We are speaking of the second feminine lead.
It’s one of those innocent, insipid little things with nothing but a sweet smile
And a pretty face. She reminds us of some star or other, but her weak,
Colorless portrayal f the country maiden shows the disadvantages of a good part in the hand of an inexperienced amateur”.
‘Red Pawn’ is about an American lady who volunteered to be the concubine of the commander of a prison (Kareyev, known as The Beast) on Strastnoy Island in the northern arctic region of the Soviet Union; an island that was a former monastery for Russian monks before the revolution.

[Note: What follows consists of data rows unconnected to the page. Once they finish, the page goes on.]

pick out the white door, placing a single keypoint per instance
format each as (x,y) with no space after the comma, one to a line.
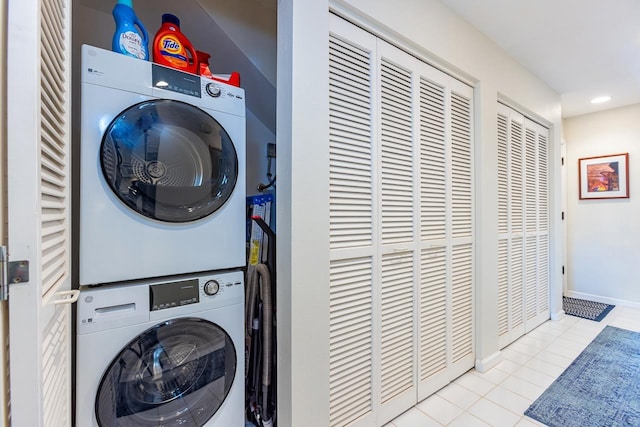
(38,217)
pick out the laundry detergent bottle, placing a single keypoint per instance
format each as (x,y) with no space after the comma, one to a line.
(130,37)
(172,48)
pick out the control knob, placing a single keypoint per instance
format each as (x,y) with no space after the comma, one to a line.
(213,90)
(211,287)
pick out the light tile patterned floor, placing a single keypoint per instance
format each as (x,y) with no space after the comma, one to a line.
(500,396)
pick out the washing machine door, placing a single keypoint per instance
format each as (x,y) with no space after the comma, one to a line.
(169,160)
(176,373)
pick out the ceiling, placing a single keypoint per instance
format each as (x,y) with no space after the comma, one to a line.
(580,48)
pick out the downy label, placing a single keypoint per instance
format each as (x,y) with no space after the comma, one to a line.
(131,42)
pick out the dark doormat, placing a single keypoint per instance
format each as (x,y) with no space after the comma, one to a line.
(600,387)
(586,309)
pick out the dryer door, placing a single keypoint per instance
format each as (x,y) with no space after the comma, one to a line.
(177,373)
(169,160)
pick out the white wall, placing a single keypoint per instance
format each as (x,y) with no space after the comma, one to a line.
(429,30)
(603,235)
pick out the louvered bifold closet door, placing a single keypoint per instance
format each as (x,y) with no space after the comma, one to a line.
(446,290)
(353,261)
(523,246)
(397,150)
(39,217)
(401,228)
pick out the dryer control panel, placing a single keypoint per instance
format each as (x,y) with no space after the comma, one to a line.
(173,294)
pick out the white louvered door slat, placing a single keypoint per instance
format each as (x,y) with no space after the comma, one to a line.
(503,227)
(39,129)
(350,132)
(537,233)
(461,212)
(433,315)
(396,153)
(523,248)
(433,189)
(352,370)
(397,109)
(446,226)
(396,325)
(350,341)
(401,228)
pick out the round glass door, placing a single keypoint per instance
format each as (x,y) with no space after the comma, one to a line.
(169,161)
(176,373)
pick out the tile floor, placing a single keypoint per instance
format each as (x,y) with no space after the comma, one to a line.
(500,396)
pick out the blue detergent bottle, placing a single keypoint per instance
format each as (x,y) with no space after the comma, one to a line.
(130,37)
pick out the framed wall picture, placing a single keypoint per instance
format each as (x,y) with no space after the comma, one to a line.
(604,177)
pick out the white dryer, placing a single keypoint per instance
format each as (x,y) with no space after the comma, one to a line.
(162,171)
(162,353)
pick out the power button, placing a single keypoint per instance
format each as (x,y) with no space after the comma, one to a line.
(211,287)
(213,90)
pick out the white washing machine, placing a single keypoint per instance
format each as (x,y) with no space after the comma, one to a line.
(162,353)
(162,171)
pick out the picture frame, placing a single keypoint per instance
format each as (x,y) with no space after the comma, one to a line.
(604,177)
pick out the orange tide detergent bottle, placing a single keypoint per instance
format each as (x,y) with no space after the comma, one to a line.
(172,48)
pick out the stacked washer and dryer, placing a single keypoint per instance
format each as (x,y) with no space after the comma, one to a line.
(160,335)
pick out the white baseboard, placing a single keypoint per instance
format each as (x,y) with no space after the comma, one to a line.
(602,299)
(488,362)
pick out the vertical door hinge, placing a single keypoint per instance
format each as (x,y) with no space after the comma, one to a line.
(11,272)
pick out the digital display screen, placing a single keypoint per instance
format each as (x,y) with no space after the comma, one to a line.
(176,81)
(174,294)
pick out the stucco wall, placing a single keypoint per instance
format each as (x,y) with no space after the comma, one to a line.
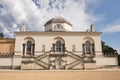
(47,40)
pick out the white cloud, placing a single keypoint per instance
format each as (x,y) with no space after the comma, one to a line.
(25,11)
(114,27)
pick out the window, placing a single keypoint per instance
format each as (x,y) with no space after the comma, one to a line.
(58,26)
(87,46)
(58,46)
(29,45)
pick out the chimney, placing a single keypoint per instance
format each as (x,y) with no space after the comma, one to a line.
(92,28)
(23,27)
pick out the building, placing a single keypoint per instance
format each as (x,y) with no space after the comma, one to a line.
(60,48)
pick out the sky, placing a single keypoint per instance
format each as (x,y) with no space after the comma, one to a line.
(104,14)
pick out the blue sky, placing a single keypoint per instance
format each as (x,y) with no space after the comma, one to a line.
(105,14)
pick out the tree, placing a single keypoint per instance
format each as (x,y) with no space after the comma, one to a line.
(107,48)
(1,35)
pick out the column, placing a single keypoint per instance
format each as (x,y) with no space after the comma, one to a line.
(91,52)
(53,47)
(33,49)
(23,49)
(63,47)
(85,50)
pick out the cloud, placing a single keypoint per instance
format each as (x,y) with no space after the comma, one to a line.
(111,28)
(35,13)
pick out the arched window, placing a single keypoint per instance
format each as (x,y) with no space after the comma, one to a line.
(58,46)
(29,45)
(87,46)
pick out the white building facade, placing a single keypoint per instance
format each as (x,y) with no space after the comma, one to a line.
(59,48)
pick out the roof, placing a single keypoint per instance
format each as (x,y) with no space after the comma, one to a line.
(58,20)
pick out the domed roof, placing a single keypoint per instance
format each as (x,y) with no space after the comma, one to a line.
(58,20)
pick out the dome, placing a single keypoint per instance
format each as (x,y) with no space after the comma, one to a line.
(58,20)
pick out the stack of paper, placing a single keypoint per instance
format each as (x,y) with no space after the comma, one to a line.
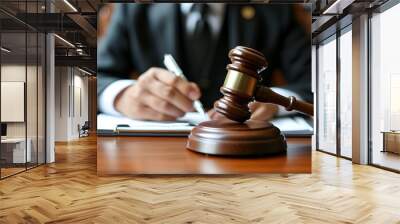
(106,125)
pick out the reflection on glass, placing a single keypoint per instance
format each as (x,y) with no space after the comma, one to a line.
(346,94)
(15,150)
(327,96)
(385,84)
(31,97)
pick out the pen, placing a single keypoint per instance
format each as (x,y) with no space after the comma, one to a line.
(173,67)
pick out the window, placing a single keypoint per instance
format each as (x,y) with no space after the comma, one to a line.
(346,93)
(385,87)
(326,105)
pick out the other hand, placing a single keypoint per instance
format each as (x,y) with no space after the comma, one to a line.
(157,95)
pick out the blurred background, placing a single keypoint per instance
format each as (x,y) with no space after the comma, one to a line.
(49,47)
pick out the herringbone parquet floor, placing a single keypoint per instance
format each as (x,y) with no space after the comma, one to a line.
(69,191)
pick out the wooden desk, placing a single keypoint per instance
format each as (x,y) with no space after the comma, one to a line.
(168,155)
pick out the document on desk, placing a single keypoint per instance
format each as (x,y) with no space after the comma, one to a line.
(113,125)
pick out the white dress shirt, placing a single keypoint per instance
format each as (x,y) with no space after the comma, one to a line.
(214,18)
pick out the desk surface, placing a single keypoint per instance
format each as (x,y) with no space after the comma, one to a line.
(168,155)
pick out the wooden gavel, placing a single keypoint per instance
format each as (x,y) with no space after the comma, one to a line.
(242,86)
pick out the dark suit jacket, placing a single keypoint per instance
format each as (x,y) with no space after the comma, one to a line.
(140,34)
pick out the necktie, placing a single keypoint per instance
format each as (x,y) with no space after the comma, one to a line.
(198,44)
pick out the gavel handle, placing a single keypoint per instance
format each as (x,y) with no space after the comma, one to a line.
(266,95)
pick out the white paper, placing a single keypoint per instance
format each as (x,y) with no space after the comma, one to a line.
(288,125)
(108,122)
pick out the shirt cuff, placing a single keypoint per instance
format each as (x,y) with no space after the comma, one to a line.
(107,97)
(284,92)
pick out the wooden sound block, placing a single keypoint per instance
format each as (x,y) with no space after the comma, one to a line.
(230,138)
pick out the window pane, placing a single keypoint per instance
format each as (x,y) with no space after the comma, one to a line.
(385,84)
(15,150)
(327,96)
(345,94)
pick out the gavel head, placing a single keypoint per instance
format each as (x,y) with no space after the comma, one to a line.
(240,83)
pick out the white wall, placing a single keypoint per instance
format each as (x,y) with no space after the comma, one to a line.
(71,94)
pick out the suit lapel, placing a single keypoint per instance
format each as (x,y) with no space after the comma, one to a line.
(165,26)
(242,30)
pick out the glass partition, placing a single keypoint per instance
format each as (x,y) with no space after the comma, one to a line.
(385,89)
(326,105)
(15,150)
(22,77)
(346,93)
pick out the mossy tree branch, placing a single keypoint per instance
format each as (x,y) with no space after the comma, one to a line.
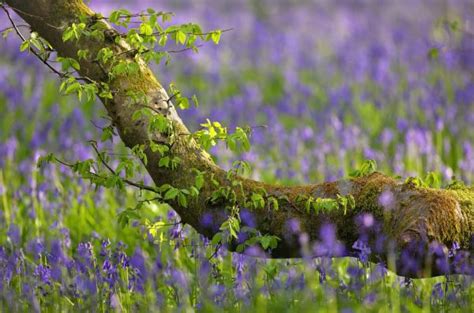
(416,214)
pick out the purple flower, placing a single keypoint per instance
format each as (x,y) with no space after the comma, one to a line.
(14,234)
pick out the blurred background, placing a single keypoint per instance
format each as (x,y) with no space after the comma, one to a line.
(325,85)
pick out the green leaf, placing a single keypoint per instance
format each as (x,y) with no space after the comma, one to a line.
(180,37)
(217,238)
(24,45)
(216,36)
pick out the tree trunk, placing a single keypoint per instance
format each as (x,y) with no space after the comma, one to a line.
(415,215)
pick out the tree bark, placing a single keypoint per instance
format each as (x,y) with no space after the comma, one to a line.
(416,214)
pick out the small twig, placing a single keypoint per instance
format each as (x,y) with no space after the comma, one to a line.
(24,39)
(12,28)
(129,182)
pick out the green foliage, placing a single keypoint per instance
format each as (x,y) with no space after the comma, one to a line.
(368,167)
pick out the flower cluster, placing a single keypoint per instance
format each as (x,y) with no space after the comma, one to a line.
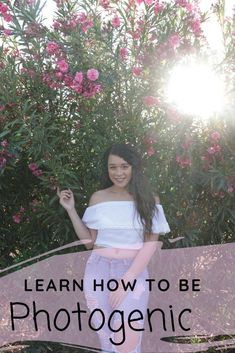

“The civil war in Russia had given Kareyev contempt of death. Peace gave him Strastnoy Island and contempt for life” said Miss Rand.
The prisoners are not locked in cells because there is no way for any escape.
Provisions are sent to the island twice a year.
A British merchant has arranged for Joan or (her original name of Francis)
To go to the island in order to secure the evasion of her Russian husband Michael.
The tall Beast in his forties falls in love with Francis and starts to enjoy life and the luxury attached to the inklings of Francis.
She learns to love him dearly and more than her husband.
Finally, Kareyev agrees to flee the island with Michael and Francis.
The militia catches up with them. Her husband is seriously injured.
When Francis is asked who is her husband she points at the commander.
Kareyev is sent back to the prison to be executed as an evaded prisoner.
Francis and Michael will be helped by the British merchant to be shipped out of Russia.